Lastly, one cannot help but acknowledge just how fitting it is that Francis will be presiding over Sunday’s award show as clearly he is among Mother Teresa’s most devoted disciples.
“We believe our work should be an example for people. We have among us 475 souls — 30 families are Catholics and the rest are all Hindus, Muslims, Sikhs — all different religions,” Mother Teresa noted; apparently relishing, not just religious diversity itself, but the fact that Catholics are in the minority. (ibid, pg. 31)

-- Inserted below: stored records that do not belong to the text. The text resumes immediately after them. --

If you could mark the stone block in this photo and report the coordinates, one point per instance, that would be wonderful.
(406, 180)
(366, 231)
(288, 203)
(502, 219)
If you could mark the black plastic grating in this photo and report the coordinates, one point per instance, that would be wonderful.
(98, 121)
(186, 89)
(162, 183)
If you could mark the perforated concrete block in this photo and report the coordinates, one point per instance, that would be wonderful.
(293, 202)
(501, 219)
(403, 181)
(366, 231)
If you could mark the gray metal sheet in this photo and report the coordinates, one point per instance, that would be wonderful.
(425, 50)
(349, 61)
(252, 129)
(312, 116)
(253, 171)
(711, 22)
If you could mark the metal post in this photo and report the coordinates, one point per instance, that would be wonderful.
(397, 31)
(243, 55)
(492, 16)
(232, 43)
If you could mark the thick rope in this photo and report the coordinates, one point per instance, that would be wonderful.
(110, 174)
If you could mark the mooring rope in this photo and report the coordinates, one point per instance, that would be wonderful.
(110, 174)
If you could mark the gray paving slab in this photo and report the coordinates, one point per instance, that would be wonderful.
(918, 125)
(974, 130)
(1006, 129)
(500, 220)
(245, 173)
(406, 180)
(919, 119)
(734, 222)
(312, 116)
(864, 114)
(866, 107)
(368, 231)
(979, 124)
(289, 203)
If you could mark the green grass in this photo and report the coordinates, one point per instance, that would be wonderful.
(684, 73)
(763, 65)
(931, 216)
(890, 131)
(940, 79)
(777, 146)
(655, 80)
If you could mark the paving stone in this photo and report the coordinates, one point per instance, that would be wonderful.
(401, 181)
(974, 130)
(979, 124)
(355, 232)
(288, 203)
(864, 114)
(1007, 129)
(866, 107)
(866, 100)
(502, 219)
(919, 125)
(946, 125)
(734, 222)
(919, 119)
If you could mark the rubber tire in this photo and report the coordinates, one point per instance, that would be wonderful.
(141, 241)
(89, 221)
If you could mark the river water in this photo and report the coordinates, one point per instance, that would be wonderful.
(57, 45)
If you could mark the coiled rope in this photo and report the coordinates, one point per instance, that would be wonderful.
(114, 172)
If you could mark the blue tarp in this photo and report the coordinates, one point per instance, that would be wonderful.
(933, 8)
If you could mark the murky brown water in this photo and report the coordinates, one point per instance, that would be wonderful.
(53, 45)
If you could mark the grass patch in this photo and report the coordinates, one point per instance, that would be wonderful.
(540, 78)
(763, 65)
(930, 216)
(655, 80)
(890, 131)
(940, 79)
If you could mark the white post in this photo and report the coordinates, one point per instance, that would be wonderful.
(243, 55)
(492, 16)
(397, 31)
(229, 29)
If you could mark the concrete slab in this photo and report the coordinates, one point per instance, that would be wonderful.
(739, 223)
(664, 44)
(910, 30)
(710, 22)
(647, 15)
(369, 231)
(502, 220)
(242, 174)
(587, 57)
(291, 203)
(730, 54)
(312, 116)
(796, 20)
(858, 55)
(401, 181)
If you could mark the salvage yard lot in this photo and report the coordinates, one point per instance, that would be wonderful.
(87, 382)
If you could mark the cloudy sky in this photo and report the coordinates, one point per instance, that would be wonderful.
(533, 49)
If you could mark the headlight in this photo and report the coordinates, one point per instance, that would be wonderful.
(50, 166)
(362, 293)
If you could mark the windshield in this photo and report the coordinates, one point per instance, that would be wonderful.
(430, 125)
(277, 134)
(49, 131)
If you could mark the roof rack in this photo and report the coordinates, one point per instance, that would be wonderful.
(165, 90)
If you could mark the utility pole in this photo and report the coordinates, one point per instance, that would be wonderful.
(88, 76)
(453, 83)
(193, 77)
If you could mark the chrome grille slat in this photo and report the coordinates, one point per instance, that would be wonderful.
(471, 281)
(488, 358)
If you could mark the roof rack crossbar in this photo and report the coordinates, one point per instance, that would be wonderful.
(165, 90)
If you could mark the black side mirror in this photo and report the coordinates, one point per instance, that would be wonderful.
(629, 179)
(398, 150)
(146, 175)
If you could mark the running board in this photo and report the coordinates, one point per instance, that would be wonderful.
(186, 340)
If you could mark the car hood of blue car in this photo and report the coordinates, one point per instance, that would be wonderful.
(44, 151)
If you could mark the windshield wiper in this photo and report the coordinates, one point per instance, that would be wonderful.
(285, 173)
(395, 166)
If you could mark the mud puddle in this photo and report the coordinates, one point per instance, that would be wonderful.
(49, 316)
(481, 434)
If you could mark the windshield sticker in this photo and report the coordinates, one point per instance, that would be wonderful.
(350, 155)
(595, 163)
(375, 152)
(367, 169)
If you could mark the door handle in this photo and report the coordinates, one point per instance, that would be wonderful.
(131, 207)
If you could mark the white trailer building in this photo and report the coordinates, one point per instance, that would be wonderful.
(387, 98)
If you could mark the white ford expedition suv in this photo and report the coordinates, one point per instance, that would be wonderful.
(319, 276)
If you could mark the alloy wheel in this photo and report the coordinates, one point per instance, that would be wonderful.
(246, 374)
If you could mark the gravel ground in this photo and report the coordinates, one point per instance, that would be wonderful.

If you’re looking for any concern on her part over the fact the overwhelming majority of people who died in her care did so outside the Church and without the sacraments, forget about it. For her, the Church was just one “House of God” among many:
“God is not separate from the Church as He is everywhere and in everything and we are all His children — Hindu, Muslim, or Christians.” (ibid, pg. 59)
Speaking at Foot Wash Fest 2016, Francis expressed his concurrence, saying:
“All of us together, Muslims, Hindus, Catholics, Copts, Evangelical, are brothers and sisters — children of the same God.”
In other words, while the Church used to be concerned about Baptism, given all of the human suffering present in today’s world, nobody got time for dat!
As Mother Teresa put it, “I get asked my opinion on the role of the Church today … I don’t have time to worry about all these issues – there are too many things to do in my everyday work.” (ibid, pgs. 59, 60)
In sum, the life and legacy of Mother Teresa provides a crystal clear image of what Francis is Hell bent and determined to usher into being:
A Catholic Church effectively stripped of her true identity; ambivalent toward her divinely-given mission – with all that remains being an earthbound enterprise so entirely focused on temporal matters that even her most highly celebrated missionaries can’t be bothered to consider the supernatural ends for which man was created.